Albeit meant for Python, PEP8 is a great resource for understanding good code style.

Uses

C is used in:

  1. Operating system kernels like Linux because it provides low-level access to hardware and memory.
  2. Embedded systems, microcontrollers, and IoT devices because it allows direct control of hardware components.
  3. Databases because its speed supports complex data processing tasks efficiently.
  4. Game development for performance-intensive applications because of its ability to handle real-time computations and graphics rendering effectively.
  5. Graphical user interfaces because it enables efficient handling of graphical data and user interfaces.
  6. Device drivers such as network, mouse, and keyboard drivers because it allows precise control over hardware interactions.
  7. Web servers because its speed ensures high performance for handling large volumes of traffic.
  8. Used in compilers and interpreters for languages like Python and PHP because its portability ensures compatibility across platforms.
  9. ... Everywhere!
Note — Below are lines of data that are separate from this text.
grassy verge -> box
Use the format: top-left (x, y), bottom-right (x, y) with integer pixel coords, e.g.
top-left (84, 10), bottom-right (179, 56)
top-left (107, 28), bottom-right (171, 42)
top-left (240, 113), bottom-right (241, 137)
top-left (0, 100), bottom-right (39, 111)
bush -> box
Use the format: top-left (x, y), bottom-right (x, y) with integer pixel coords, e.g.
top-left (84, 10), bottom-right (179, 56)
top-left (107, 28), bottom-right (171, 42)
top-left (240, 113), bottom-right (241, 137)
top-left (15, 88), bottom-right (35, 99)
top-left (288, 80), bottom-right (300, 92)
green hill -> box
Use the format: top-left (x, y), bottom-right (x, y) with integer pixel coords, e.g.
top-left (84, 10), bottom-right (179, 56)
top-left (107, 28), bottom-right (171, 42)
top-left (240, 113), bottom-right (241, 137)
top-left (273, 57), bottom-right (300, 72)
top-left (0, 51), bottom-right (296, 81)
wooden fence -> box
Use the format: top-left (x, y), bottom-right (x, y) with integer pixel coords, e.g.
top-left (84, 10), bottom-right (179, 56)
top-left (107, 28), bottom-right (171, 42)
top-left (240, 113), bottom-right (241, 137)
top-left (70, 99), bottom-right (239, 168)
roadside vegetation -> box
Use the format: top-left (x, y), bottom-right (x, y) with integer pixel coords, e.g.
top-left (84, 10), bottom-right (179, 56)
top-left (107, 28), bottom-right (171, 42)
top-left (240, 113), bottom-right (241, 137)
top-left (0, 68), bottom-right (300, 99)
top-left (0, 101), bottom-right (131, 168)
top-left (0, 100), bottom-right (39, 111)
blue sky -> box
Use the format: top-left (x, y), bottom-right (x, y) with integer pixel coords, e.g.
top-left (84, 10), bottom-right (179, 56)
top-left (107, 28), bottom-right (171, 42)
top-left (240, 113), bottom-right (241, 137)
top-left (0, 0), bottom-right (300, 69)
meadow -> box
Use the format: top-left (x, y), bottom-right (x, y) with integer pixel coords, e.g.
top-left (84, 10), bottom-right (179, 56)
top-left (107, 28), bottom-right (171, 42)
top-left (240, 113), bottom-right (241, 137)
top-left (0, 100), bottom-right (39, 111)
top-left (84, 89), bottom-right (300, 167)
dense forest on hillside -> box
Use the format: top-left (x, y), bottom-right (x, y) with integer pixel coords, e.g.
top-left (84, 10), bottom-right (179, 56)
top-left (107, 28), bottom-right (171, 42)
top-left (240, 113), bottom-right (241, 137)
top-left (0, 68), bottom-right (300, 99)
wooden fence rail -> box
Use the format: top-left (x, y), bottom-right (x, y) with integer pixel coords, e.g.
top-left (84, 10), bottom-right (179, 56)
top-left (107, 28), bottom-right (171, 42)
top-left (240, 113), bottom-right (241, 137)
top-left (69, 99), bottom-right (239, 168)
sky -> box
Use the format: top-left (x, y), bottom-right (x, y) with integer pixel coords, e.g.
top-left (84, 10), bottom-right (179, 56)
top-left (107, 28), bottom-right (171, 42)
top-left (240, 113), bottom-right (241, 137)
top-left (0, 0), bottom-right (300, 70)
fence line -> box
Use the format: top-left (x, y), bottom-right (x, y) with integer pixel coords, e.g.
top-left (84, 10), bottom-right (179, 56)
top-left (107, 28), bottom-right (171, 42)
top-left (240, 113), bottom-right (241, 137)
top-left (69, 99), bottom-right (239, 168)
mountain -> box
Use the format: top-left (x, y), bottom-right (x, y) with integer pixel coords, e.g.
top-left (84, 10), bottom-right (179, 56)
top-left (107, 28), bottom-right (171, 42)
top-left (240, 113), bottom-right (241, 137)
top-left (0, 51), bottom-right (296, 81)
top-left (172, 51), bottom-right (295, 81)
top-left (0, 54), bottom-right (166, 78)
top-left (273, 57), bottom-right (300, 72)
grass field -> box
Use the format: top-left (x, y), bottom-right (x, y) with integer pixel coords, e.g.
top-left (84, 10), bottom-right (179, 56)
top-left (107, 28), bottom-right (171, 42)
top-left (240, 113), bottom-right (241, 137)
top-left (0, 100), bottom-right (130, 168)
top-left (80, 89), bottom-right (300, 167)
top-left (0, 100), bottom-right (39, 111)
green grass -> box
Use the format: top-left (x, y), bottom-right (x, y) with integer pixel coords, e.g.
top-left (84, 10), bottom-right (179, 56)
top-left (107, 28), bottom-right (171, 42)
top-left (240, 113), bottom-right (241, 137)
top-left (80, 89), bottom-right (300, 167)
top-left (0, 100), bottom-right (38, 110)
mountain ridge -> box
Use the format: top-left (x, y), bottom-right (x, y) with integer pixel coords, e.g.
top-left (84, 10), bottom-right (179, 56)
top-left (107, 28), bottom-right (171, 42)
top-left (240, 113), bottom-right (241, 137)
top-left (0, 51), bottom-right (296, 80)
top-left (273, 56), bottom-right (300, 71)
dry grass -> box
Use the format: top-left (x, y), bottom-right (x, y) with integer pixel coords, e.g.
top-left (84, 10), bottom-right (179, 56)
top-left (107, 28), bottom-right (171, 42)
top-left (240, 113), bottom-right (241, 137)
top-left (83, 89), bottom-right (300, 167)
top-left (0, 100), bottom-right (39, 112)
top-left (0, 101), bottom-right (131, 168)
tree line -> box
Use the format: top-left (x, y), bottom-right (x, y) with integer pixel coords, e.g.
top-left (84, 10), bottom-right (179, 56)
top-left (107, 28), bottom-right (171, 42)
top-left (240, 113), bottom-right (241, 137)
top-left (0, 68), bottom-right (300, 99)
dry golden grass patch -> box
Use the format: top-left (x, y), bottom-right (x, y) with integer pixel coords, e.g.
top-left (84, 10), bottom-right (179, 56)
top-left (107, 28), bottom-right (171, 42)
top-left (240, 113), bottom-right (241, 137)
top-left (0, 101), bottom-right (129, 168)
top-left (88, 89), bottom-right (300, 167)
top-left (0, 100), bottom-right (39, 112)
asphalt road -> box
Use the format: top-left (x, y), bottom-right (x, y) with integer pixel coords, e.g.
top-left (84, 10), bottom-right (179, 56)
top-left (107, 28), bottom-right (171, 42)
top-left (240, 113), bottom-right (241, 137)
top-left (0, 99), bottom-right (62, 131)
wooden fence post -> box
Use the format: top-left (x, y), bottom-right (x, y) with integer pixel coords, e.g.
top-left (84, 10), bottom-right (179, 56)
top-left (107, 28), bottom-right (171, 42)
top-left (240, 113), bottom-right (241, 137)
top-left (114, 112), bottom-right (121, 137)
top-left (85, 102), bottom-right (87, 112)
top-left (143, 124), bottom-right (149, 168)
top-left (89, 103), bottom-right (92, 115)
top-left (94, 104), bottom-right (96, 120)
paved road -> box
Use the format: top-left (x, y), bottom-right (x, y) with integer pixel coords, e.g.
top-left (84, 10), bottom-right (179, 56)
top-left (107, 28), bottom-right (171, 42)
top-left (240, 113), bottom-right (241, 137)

It's a general-purpose language :) And, in fact, one of the most popular languages out there.

Examples

"Hello, World!" Program

#include <stdio.h>

int main(void) {
    puts("Hello, World!");
    /* Or: printf("Hello, World!\n"); */
    return 0;
}

Prime Number Checker

#include <stdio.h>
#include <stdbool.h>

int main(void) {
    unsigned num, i;
    bool is_prime = true;

    printf("Enter a positive integer: ");
    scanf("%u", &num);

    if (num <= 1) {
        is_prime = false;
    } else {
        for (i = 2; i <= num / 2; i++) {
            if (num % i == 0) {
                is_prime = false;
                break;
            }
        }
    }

    if (is_prime)
        printf("%u is a prime number.\n", num);
    else
        printf("%u is not a prime number.\n", num);

    return 0;
}

Fibonacci Series

#include <stdio.h>

int main(void) {
    unsigned n, t1 = 0, t2 = 1, next_term;

    printf("Enter the number of terms: ");
    scanf("%u", &n);

    printf("Fibonacci Series: %u, %u", t1, t2);

    for (int i = 3; i <= n; ++i) {
        next_term = t1 + t2;
        printf(", %u", next_term);
        t1 = t2;
        t2 = next_term;
    }

    putchar('\n');

    return 0;
}

FizzBuzz

#include <stdio.h>

static void fizz_buzz(int n) {
    for (int i = 1; i <= n; ++i) {
        // or just i % 15 == 0
        if (i % 3 == 0 && i % 5 == 0) {
            puts("FizzBuzz");
        } else if (i % 3 == 0) {
            puts("Fizz");
        } else if (i % 5 == 0) {
            puts("Buzz");
        } else {
            printf("%d\n", i);
        }
    }
}

int main(void) {
    const int n = 128;
    fizz_buzz(n);
    return 0;
}

Notes

  • Pointers are not automatically allocated in C; you must allocate memory for them using malloc() before accessing the variable or its members.
  • To access the value stored at a pointer's address, use the dereference operator * - it is essential for working with pointers of primitive types.
  • C does not support methods. Instead, pseudo-methods are commonly implemented using functions with pointers as arguments. Use the reference operator & to access the memory address of stack-allocated objects.